Performance Benefits

  • Zero allocation for primitives: Numbers, bools, nil don't require heap memory
  • Fast type checking: Type can be determined with a few bit operations
  • Compact representation: All values fit in 64 bits (8 bytes)
  • Cache friendly: Values fit in CPU registers and cache lines

Real-world impact: NaN tagging eliminates millions of allocations in typical programs, reducing garbage collection pressure and improving cache locality.

String Optimization

Pebble employs several techniques to make string operations exceptionally fast:

1. Lazy Hash Computation

String hashes are only computed when a string is used as a map key, not on creation:

  • String concatenation and creation: No hashing overhead
  • Map insertion/lookup: Hash computed once and cached
  • Result: 938x faster string concatenation vs. eager hashing

2. Reusable String Builder

String concatenation uses a reusable buffer to avoid repeated allocations:

  • Single builder allocated per VM instance
  • Buffer grows as needed and maintains capacity
  • Reset between operations (no reallocation)

3. String Interning for Literals

String literals are interned at compile-time:

  • Each unique string literal stored once
  • Equality comparison: pointer comparison (O(1))
  • Reduced memory footprint
Benchmark Result: String concatenation is 114x faster than Python and 40x faster than Lua thanks to these optimizations.

O(1) Symbol Lookup

Pebble uses compile-time symbol resolution for blazing-fast variable access:

Local Variables

  • Resolved to stack indices at compile-time
  • Runtime access: single array lookup (O(1))
  • No hash table lookups or string comparisons
  • Special opcodes for accessing locals 0-7 (most common case)

Global Variables

  • Stored in a flat array with indices known at compile-time
  • Access via direct array index (O(1))
  • No runtime symbol table searches

Comparison: Many interpreted languages use hash tables for variable lookup (O(1) average, but with overhead).
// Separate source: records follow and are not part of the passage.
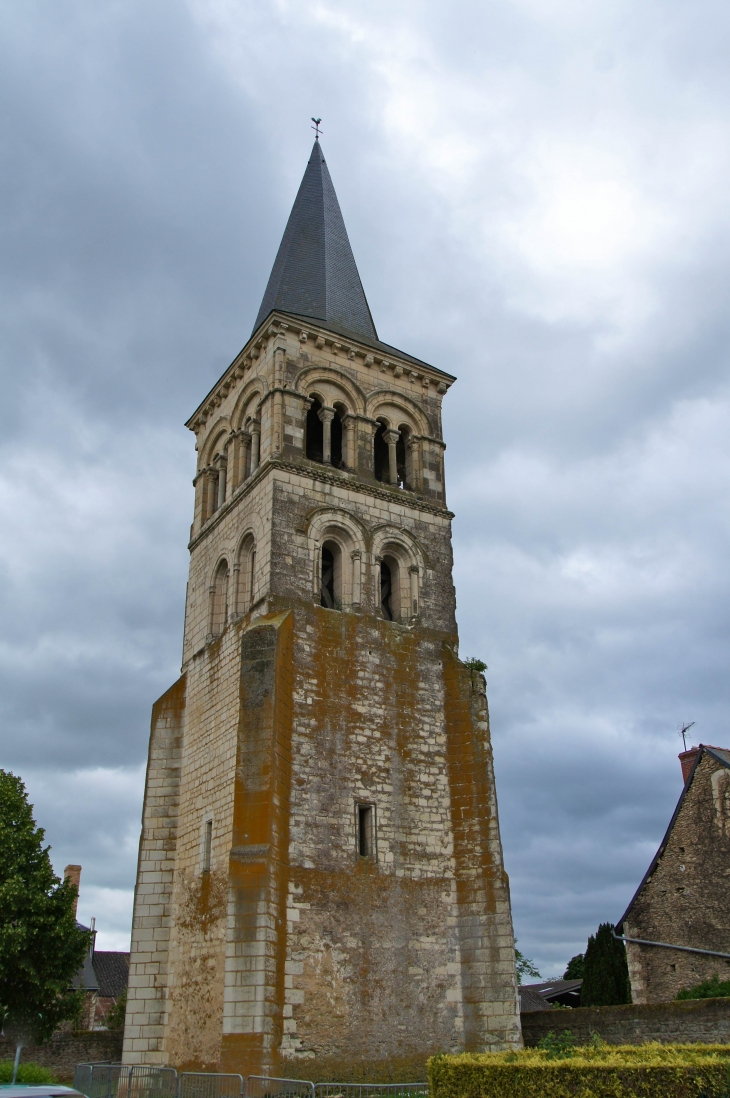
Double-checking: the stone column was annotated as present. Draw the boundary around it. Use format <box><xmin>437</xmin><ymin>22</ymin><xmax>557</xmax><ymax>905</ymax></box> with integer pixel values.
<box><xmin>384</xmin><ymin>429</ymin><xmax>400</xmax><ymax>485</ymax></box>
<box><xmin>408</xmin><ymin>436</ymin><xmax>422</xmax><ymax>492</ymax></box>
<box><xmin>216</xmin><ymin>456</ymin><xmax>227</xmax><ymax>509</ymax></box>
<box><xmin>409</xmin><ymin>565</ymin><xmax>419</xmax><ymax>619</ymax></box>
<box><xmin>193</xmin><ymin>471</ymin><xmax>204</xmax><ymax>531</ymax></box>
<box><xmin>343</xmin><ymin>414</ymin><xmax>357</xmax><ymax>470</ymax></box>
<box><xmin>239</xmin><ymin>430</ymin><xmax>252</xmax><ymax>481</ymax></box>
<box><xmin>351</xmin><ymin>550</ymin><xmax>362</xmax><ymax>608</ymax></box>
<box><xmin>250</xmin><ymin>420</ymin><xmax>261</xmax><ymax>473</ymax></box>
<box><xmin>230</xmin><ymin>563</ymin><xmax>241</xmax><ymax>620</ymax></box>
<box><xmin>204</xmin><ymin>467</ymin><xmax>217</xmax><ymax>521</ymax></box>
<box><xmin>318</xmin><ymin>406</ymin><xmax>335</xmax><ymax>464</ymax></box>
Pebble's compile-time resolution eliminates this overhead entirely.

Memory Management

Pebble uses a tri-color mark-and-sweep garbage collector - a simple yet effective approach:

Heap-Allocated Objects

  • Strings: Immutable, reference-counted implicitly through GC
  • Arrays: Dynamic arrays with automatic growth
  • Maps: Hash tables with linear probing
  • Records: Fixed-size structures with typed fields
  • Functions: Function objects with bytecode and metadata

Garbage Collection Strategy

  • Mark phase: Trace reachable objects from stack and globals
  • Sweep phase: Free unmarked objects
  • Triggered: When memory pressure increases
  • Conservative: Keeps objects longer to reduce GC frequency

Array Growth Strategy

Dynamic arrays double in capacity when full, minimizing reallocations:

  • Amortized O(1) append operations
  • Reduced memory allocation overhead
  • Better cache locality with contiguous storage

Performance Results

These optimizations combine to deliver exceptional real-world performance:

String Concatenation (50K × 5 strings)

  • Pebble: 25-39ms
  • Python: 2858ms (114x slower)
  • Lua: 1020ms (40x slower)

Array Operations (100K push/pop + 1K insert/remove)

  • Pebble: 38-45ms
  • Python: 39-46ms (≈ equal)
  • Lua: 874ms (22x slower)

Binary Trees (depth 20, 2M+ allocations)

  • Pebble: 583ms
  • Python: 2633ms (4.5x slower)
  • Lua: 667ms (1.1x slower)

Map Operations (100K set/get/delete)

  • Pebble: 133ms
  • Python: 137ms (≈ equal)
  • Lua: 197ms (1.5x slower)

All benchmarks run on Linux x86_64 with compiler optimizations enabled.

Summary

Pebble's performance comes from a combination of well-established techniques applied carefully:

  • ✓ NaN tagging eliminates primitive allocations
  • ✓ Lazy hash computation avoids unnecessary work
  • ✓ Compile-time symbol resolution for O(1) variable access
  • ✓ Reusable buffers minimize allocations
  • ✓ Bytecode compilation enables optimizations
  • ✓ Simple GC with low overhead

These optimizations make Pebble suitable for both educational use and real-world applications where performance matters.